Primary care clinicians are the medical personnel who identify and then delegate your health care problems to the appropriate specialists, many of whom will not even see a patient without a referral from a primary care provider. In other words, without primary care, you may not get the care you need.

The Reasons for Resistance

Healthcare is expensive, and for the uninsured, primary care is often viewed as unnecessary, since it focuses more on prevention than "cure". The uninsured weigh their medical decisions carefully against the potential cost, often waiting until they're really sick or have an obvious injury that isn't likely to get better on its own before they seek health care.

Similarly, those with high-deductible health insurance plans often don't fully understand that most HDHP policies cover preventive care such as an annual physical and various screenings (e.g., blood pressure, cholesterol), as well as vaccinations to prevent things like the flu and the classic childhood diseases (measles, mumps, chickenpox, etc.).
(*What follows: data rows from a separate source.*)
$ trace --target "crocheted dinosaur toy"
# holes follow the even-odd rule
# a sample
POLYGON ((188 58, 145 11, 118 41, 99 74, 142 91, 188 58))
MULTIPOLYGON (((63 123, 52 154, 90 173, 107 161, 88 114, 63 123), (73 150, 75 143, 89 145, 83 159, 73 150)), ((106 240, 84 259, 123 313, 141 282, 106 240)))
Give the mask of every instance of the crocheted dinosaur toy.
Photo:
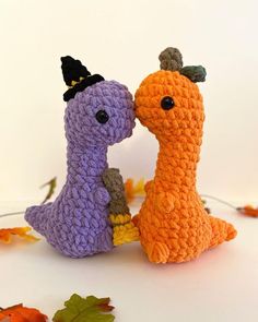
POLYGON ((161 70, 146 76, 136 93, 136 115, 160 143, 155 177, 134 223, 149 260, 186 262, 236 236, 231 224, 209 215, 196 190, 204 121, 196 82, 202 67, 184 67, 178 49, 160 55, 161 70))
POLYGON ((69 86, 63 94, 68 102, 67 181, 55 202, 27 208, 25 219, 61 253, 83 258, 113 249, 113 222, 115 245, 138 239, 138 229, 122 199, 122 178, 107 165, 108 145, 131 135, 134 112, 132 95, 126 86, 105 81, 98 74, 91 75, 79 60, 69 56, 61 61, 69 86), (119 191, 113 198, 121 199, 124 205, 119 220, 117 213, 110 213, 109 218, 113 190, 119 191), (120 232, 117 225, 125 226, 120 232))

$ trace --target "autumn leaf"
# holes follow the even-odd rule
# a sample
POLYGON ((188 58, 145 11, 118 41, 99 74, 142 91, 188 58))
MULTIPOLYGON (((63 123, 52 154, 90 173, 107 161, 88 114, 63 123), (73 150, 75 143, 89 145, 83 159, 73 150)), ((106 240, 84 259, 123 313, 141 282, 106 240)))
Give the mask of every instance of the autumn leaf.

These (and many more) preventive care services are usually covered even if you haven't met your deductible.

Thinking Outside of the Healthcare Box

For those who fall into the low-income, uninsured category, it's important to realize that there are alternatives to waiting for serious illness to strike before seeking medical care. Even though it may be tougher to find affordable health care if you are uninsured, there are still options. Consider the following resources ...

  • MEDICARE - If you haven't done so already, check to see if you're eligible for Medicare. Each state manages its Medicare program eligibility standards, but if you happen to live in a state that has expanded its Medicare program, you may be eligible if you live alone and make less than $16,243, or if you have a family (maximum of 4) and make less than $33,465 annually.
  • CASH ONLY PROVIDER - Believe it or not, there are health care providers who choose not to deal with insurance and operate on a cash only basis. (When seeking them out, look for cash-only clinics, direct primary care or concierge-based medicine.) Because they're not paying administrative staff to manage insurance claims, they often pass the savings on to their patients.
  • COMMUNITY HEALTH CLINICS - Research in the American Journal of Preventive Medicine shows that these clinics perform as well -- and in some cases better -- than private-practice clinics.  And according to the Department of Health and Human Resources, the ACA  (as long as it exists in its present form) is contributing $11 billion over 5 years towards expansion and additional staffing for these clinics, which offer sliding-fee scales and special services specifically geared toward the uninsured.
  • COMPARISON SHOP - Yes, you can comparison shop for health care in the same way you compare prices between competing grocery or discount stores. You just have to know where to look. For healthcare comparisons, check out websites like OKCopay and the Healthcare Bluebook.
  • NEGOTIATE - Even after the fact, you can always negotiate a payment plan on a health care bill that's too high for you to pay. In fact, both doctors and hospitals often offer discounts to those who lack insurance coverage.

Whether you're uninsured, under-insured, unemployed or under-employed, don't give in to the temptation to go without the basic health care provided by primary care. As you can see, a little effort can go a long way toward protecting both your health and your bank book!